雁屋哲の今日もまた

2008-07-18

パレスティナ問題 その9

 さて、イスラエル建国までの事だが、前回に続いて箇条書きに記します。

 パレスティナでアラブ民族主義が興ってから、情勢が変わってくる。

 6)アラブ人の中に様々な政治結社がうまれ、過激な行動を取るようになった。
 1936年、ヤッフォでアラブの暴動が発生した。
 アラブ諸派会議はハジ・アミン(グランド・ムフティ)を議長とするアラブ高等委員会を設置し、大規模なゼネストを行い、テロ活動も行った。

 7)イギリス政府は、調査団を派遣し、ユダヤ人とアラブ人から様々な事情を聴取した。
 調査団は、「パレスティナ分割案」を提出した。
 パレスティナをユダヤ人国家(ガリラヤ地方全域、レオポットを南限とする沿岸平野部)と、アラブ人国家(サマリヤちほう、ジュディア地方、ネゲブ地方)の二つに分けるという案だった。
 シオニスト側も、アラブ人側も、意見が対立し、分割案は成立しなかった。

 8)1938年になるとアラブの暴動を更に激しくなった。
 その間に、1938年9月29日に英仏伊とナチスドイツの間のミュンヘン協定が成立してから、世界大戦に備えてアラブを味方につけ置きたいという思惑から、イギリス政府は態度を変え、アラブ宥和政策を取るようになった。

 9)1938年11月9日、イギリスはパレスティナ分割案を放棄し、ユダヤ人アラブ人が話し合うための会議をロンドンで開いたが、ユダヤ人アラブ人が互いに話し合うことを拒否し、何の成果ももたらさなかった。
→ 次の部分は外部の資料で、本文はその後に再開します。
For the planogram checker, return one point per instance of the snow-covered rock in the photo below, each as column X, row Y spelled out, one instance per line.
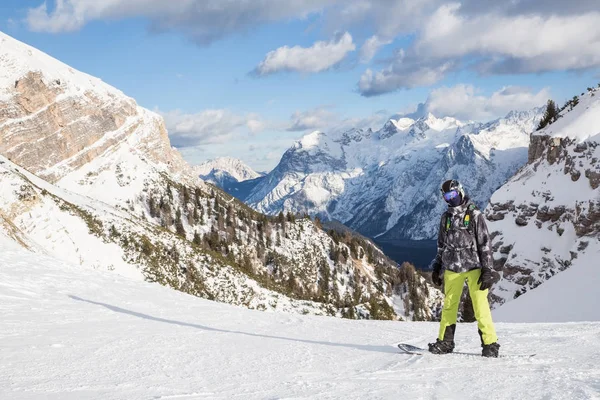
column 546, row 218
column 90, row 178
column 225, row 172
column 386, row 183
 10)しかし、その会議の後、1939年5月17日、イギリスの植民地相マルコム・マクドナルドは新しい白書を発表した。
 イギリスはアラブの要求を呑む方針に変更した。
 これによると、ユダヤ人移民はユダヤ人人口がパレスティナ全体の3分の1までを目途に、年間1万人で帰艦を年間に限定し、それ以降はアラブの同意を必要とする。ただし、ヨーロッパのユダヤ人難民に対しては特別に2万5千人の移住許可を与えるとした。
 一方でユダヤ人に対する土地売却は制限されることとなった。
 この白書で、バルフォア宣言は消滅したことになったのだ。

 ここにも、イギリスという国の身勝手さが表れている。
 その時、その時の都合で、対外政策をころころ変える。
 ユダヤ人もアラブ人もイギリスにいいようにあしらわれている。

 11)このマクドナルド白書は後に大きな意味を持つ物となる。
 第二次大戦が始まっても、1942年までには、まだパレスティナのユダヤ人たちはヒトラーがユダヤ人を大量に虐殺し始めたことを知らなかった。
 それを知ってから、パレスティナのユダヤ人は、ヨーロッパ・ユダヤ人を助けるために、パレスティナに帰還させようとしたのだが、このマクドナルド白書がユダヤ人の移民数を制限していることで、それは上手く行かなかった。
 イギリスは白書を楯にとって、ヨーロッパ・ユダヤ人がパレスティナに逃げ込むことを拒否したのである。
 なんとも、無惨なことである。

 12)第二に大戦が終わり、パレスティナのユダヤ人はイギリスが政策を変更して大量のユダヤ人移民を許可することを期待した。
 しかし、イギリスは、ますます石油の重大さを認識し、アラブを敵に回す事はしたくなかった。
 マクドナルド白書を堅持して、ユダヤ人の不法移民を強制送還することまで行った。

 13)そこで、パレスティナユダヤ人のイギリス政府に対する抵抗運動が始まった。
 後にイスラエルの首相を務めたメナハム・ベギンの率いる武装組織イルグンは数々のテロ活動を行った。
 ホテルを爆破して、28人の英国人、41人のアラブ人、17人のユダヤ人が犠牲になったこともある。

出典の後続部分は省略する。